Coups de poing en cours de récréation, insultes humiliantes en pleine classe, usage d’objets tranchants comme armes de fortune. La violence en milieu scolaire s’installe durablement au Gabon. Mais pendant que les projecteurs se braquent, à juste titre, sur les élèves, une autre réalité reste dans l’ombre : celle des enseignants, souvent démunis, parfois en danger, et rarement préparés à affronter de telles situations.
Derrière le tableau noir, des hommes et des femmes, formés pour transmettre des savoirs… mais pas pour gérer des crises. Les modules de formation initiale se concentrent encore largement sur les disciplines académiques, au détriment de la gestion des conflits, du repérage de la détresse psychologique ou de la réponse à des agressions.
« Non, pas du tout. On n’a pas eu de formation à ce sujet. Et ce peu importe le type de violences », affirme E.E, enseignante dans le secondaire. Même son de cloche du côté de D.A, professeur de philosophie dans un lycée public. « Nous n’avons pas été formés pour ces cas spécifiques. Et même la formation reçue ne cadrait pas avec les réalités du terrain » déclare-t-il.
Face aux actes de violence, bagarres, agressions, insultes, voire usage d’armes blanches comme ciseaux, ceintures, voire chevrons, la réaction des enseignants relève souvent de la débrouille. « Dans la mesure du possible, je sépare les élèves, surtout les plus jeunes, puis je les conduis au censorat vie scolaire », explique E.E. Mais face aux cas les plus graves, elle confie, « J’évite dorénavant d’intervenir seule. Je préfère appeler les surveillants, même s’ils sont en sous-effectif ».
Un isolement préoccupant
Le constat est alarmant : les enseignants ne se sentent ni formés, ni soutenus. Pire, certains dénoncent un abandon de la part de leur hiérarchie. « La hiérarchie ne protège personne. Les responsables administratifs sont plus préoccupés par leurs postes », tranche D.A. Un sentiment partagé par E.E, qui pointe du doigt l’inefficacité du système disciplinaire. « On est souvent surpris de revoir un élève violent en classe, comme si de rien n’était. Quelques jours d’exclusion au mieux. On ne sait même pas s’il a compris la gravité de ses actes ». Même les cas de harcèlement ou d’agressions envers les enseignants semblent traités avec légèreté. « Lorsqu’un enseignant est agressé, on ne se sent pas soutenu. Mais cela dépend du chef d’établissement », nuance-t-elle.
Pourtant, les pistes de solutions existent. D.A propose plusieurs leviers. « Il faudrait revoir les conditions : la surpopulation scolaire est une des causes de ces violences. Il faut restaurer l’autorité de l’enseignant et ramener la sanction.
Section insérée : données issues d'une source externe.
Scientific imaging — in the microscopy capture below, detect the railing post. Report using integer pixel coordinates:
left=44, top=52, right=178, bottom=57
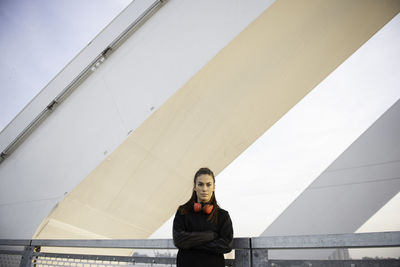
left=252, top=249, right=268, bottom=267
left=19, top=246, right=34, bottom=267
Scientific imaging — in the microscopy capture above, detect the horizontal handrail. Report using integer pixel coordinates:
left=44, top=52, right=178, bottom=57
left=251, top=232, right=400, bottom=249
left=0, top=231, right=400, bottom=249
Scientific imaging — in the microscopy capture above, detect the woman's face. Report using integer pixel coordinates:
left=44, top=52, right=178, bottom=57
left=194, top=174, right=215, bottom=202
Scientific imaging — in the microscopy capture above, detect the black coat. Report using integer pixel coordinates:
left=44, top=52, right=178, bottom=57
left=173, top=208, right=233, bottom=267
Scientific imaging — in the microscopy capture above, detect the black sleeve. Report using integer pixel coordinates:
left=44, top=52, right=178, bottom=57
left=172, top=211, right=216, bottom=249
left=193, top=212, right=233, bottom=253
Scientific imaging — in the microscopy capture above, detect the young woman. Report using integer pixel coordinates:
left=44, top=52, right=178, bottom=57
left=173, top=168, right=233, bottom=267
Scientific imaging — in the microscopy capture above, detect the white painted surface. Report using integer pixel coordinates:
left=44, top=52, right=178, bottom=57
left=152, top=15, right=400, bottom=243
left=0, top=0, right=272, bottom=238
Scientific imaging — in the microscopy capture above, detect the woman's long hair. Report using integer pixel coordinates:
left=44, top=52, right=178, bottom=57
left=178, top=168, right=219, bottom=224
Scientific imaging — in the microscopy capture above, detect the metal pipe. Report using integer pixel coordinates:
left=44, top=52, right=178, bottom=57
left=0, top=0, right=167, bottom=164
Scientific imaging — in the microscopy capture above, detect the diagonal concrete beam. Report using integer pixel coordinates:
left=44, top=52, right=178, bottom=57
left=34, top=0, right=400, bottom=248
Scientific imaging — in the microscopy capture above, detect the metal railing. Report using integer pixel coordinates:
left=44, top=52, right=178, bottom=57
left=0, top=232, right=400, bottom=267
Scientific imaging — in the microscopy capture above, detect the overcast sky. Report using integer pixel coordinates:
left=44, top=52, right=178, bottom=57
left=0, top=0, right=400, bottom=260
left=0, top=0, right=131, bottom=130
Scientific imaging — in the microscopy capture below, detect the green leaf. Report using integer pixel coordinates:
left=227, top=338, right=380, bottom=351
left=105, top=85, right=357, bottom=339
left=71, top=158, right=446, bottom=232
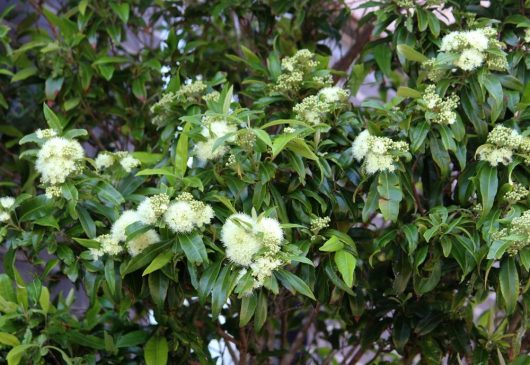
left=319, top=236, right=344, bottom=252
left=116, top=330, right=149, bottom=348
left=136, top=167, right=178, bottom=177
left=110, top=2, right=129, bottom=23
left=42, top=103, right=63, bottom=132
left=0, top=332, right=20, bottom=347
left=39, top=286, right=50, bottom=314
left=397, top=86, right=422, bottom=99
left=274, top=269, right=316, bottom=300
left=397, top=44, right=429, bottom=62
left=373, top=43, right=392, bottom=76
left=142, top=251, right=173, bottom=276
left=334, top=250, right=357, bottom=288
left=377, top=171, right=403, bottom=222
left=6, top=344, right=38, bottom=365
left=286, top=138, right=318, bottom=160
left=173, top=122, right=191, bottom=177
left=479, top=72, right=504, bottom=122
left=478, top=163, right=499, bottom=216
left=76, top=205, right=96, bottom=238
left=239, top=293, right=258, bottom=327
left=179, top=234, right=208, bottom=265
left=144, top=336, right=169, bottom=365
left=147, top=271, right=169, bottom=308
left=254, top=291, right=268, bottom=331
left=11, top=66, right=38, bottom=82
left=499, top=257, right=519, bottom=314
left=120, top=240, right=172, bottom=277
Aujourd’hui, au vu de l’ampleur, il faut joindre scolaire et pénal ».
Vers une formation continue et adaptée ?
Autre exigence récurrente : celle d’une formation continue, mieux ancrée dans la réalité du terrain. « Il faut adapter les formations psychopédagogiques aux réalités locales, organiser des séminaires pour les enseignants en activité », insiste D.A. Une idée que certaines ONG mettent déjà en pratique à petite échelle, comme Mwana Gabon ou École et Vivre Ensemble, via des ateliers de sensibilisation à la gestion non violente des conflits.
Mais ces actions ponctuelles ne remplacent pas une stratégie nationale. Car enseigner, ce n’est pas seulement expliquer une leçon. C’est aussi assurer la sécurité, comprendre les signaux faibles, apaiser les tensions. Et cela, comme toute compétence, s’apprend.